4)

文字数 5,496文字

 警察署の中は空いていた。人は少なく、カウンターには待機している警察官の姿があった。
「俺はキーを置いていく、お前は千葉の所に行って来てくれ」
「会うのが嫌なだけだろ」
「半分はな」
 警察官は、カウンターの奥に向かった。
 霧崎は警察官の後ろ姿を見ると、警察官が向かった先と別方向にある階段を昇っていった。
 階段を昇った先に扉があった。霧先は扉を開けて中に入った。
 中は事務机が並んでいた。机には書類と、黒いダイヤル式の電話が置いてあった。所々歪んでいるロッカーが、間仕切り代わりに置いてあった。警察官達は電話応対や事務仕事をしていた。壁にはカレンダーが画鋲で止めてあった。『1966(昭和41)年 4月』と書いてあった。
 霧崎は奥にある千葉の席を見た。席は荒れていて、電話が書類で埋もれていた。千葉は椅子に恰幅の良い体で腕を組み、椅子に寄りかかって寝ていた。
 霧崎は自分のデスクに向かい、椅子を引いて座った。書類とファイルが積んであった。端には、妻と子供の写真が写真立てに入れて飾ってあった。

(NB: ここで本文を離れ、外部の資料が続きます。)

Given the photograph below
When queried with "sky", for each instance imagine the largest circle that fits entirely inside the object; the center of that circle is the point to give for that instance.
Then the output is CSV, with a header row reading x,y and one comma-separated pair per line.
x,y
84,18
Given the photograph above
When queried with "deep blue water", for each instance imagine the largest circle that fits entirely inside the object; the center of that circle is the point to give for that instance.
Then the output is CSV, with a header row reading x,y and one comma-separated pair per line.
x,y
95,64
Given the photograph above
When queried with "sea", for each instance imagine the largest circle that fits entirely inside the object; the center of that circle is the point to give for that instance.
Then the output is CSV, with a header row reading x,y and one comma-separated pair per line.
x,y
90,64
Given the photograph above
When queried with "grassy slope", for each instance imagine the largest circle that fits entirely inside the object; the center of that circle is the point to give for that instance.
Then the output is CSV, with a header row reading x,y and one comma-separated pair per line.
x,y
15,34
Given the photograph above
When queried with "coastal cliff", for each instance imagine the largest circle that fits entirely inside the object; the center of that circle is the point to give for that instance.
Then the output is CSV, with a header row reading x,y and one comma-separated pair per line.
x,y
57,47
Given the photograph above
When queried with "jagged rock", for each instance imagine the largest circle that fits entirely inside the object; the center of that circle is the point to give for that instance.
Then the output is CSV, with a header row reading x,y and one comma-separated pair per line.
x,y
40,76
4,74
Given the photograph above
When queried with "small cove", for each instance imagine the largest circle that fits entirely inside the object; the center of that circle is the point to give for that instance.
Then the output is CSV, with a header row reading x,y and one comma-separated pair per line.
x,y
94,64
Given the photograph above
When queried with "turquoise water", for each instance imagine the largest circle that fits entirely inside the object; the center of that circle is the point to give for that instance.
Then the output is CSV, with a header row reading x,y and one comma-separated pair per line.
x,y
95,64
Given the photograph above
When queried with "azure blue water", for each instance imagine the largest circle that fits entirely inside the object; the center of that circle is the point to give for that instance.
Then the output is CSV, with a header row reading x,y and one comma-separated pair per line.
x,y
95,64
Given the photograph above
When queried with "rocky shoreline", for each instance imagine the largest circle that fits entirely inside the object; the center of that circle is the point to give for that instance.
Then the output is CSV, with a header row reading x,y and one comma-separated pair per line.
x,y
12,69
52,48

「外回りの感想は」隣の机で作業をしている警察官は、霧崎に尋ねた。
「縄で囲っていて、中に入ろうにも入れない。手品じゃないのか」
「やっぱりそうか」
「知ってるのか」
「知ってるも何も、地元育ちなら皆知ってる」
「いつから話があるんだ」
「ずっと昔からだ。俺も子供の時に入ろうとしたんだが、駄目だった」
「何故、出る時に言わなかった」
「聞かれなかったからだ」
 霧崎は渋い表情をし、机の端に置いてあるファイルを手に取って開けた。
「嫌な顔をするなよ」警察官は、霧崎の肩を揉んだ。
 霧崎は机の端にあるつけペンを手に取り、ファイルの書類に報告を書き始めた。
「田舎ってのは、胡散臭いが事実な伝承が沢山あるんだ。真に受けるな」
「適当に流せと言うのか」
「怒るなって。千葉みたいになるぞ」警察官は、千葉の机に目をやった。
 霧崎は筆を止め、千葉の方を見た。千葉の姿はなかった。
「誰みたいになるって」霧崎の後ろから、低く濁った声がした。
 霧崎は後ろを向いた。千葉が立っていた。
「おい、だべるのが仕事か」千葉は霧崎の方を見た。霧崎は千葉から書類に目を移した。
「霧崎、俺に話をする前に報告書を書き出すのか」
「寝ていましたから」
「お前は起こすって頭はねえのか」千葉は、霧崎の頭を叩いた。「まずは俺に報告だ」
 霧崎はつけペンをホルダーに置き、立ち上がった。「はい、昨日子供が行方不明になったと知らせを受けて横乃瀬村に向かいまして」
「向かうまでの話はいらん。現地で何があったか話せ」千葉は、霧崎の話を遮った。
「はい、八想神社の神楽殿に向かって宮司に会い、縄で囲った結界なので中に入れないと言われました。実際に中に入ろうとした。痛みと共に意識が飛ぶ感覚がありました」
「入ろうとしたのか」千葉は驚いた。「縄は切ったのか」
「いえ」
「縄で結界を仕切っているなら、切れば入れるかも知れないんだぞ」
 霧崎は千葉の質問に渋い表情をした。
「言い言え」
「あ、許可なく縄を切るというのは」
「人の命がかかってるんだ、縄位すぐに作り直せる」
 霧崎は、千葉の言葉に屈した。千葉の言う通り、切れば結界が消えて入れるかも知れない。縄を切ったのなら、後で謝ればいい。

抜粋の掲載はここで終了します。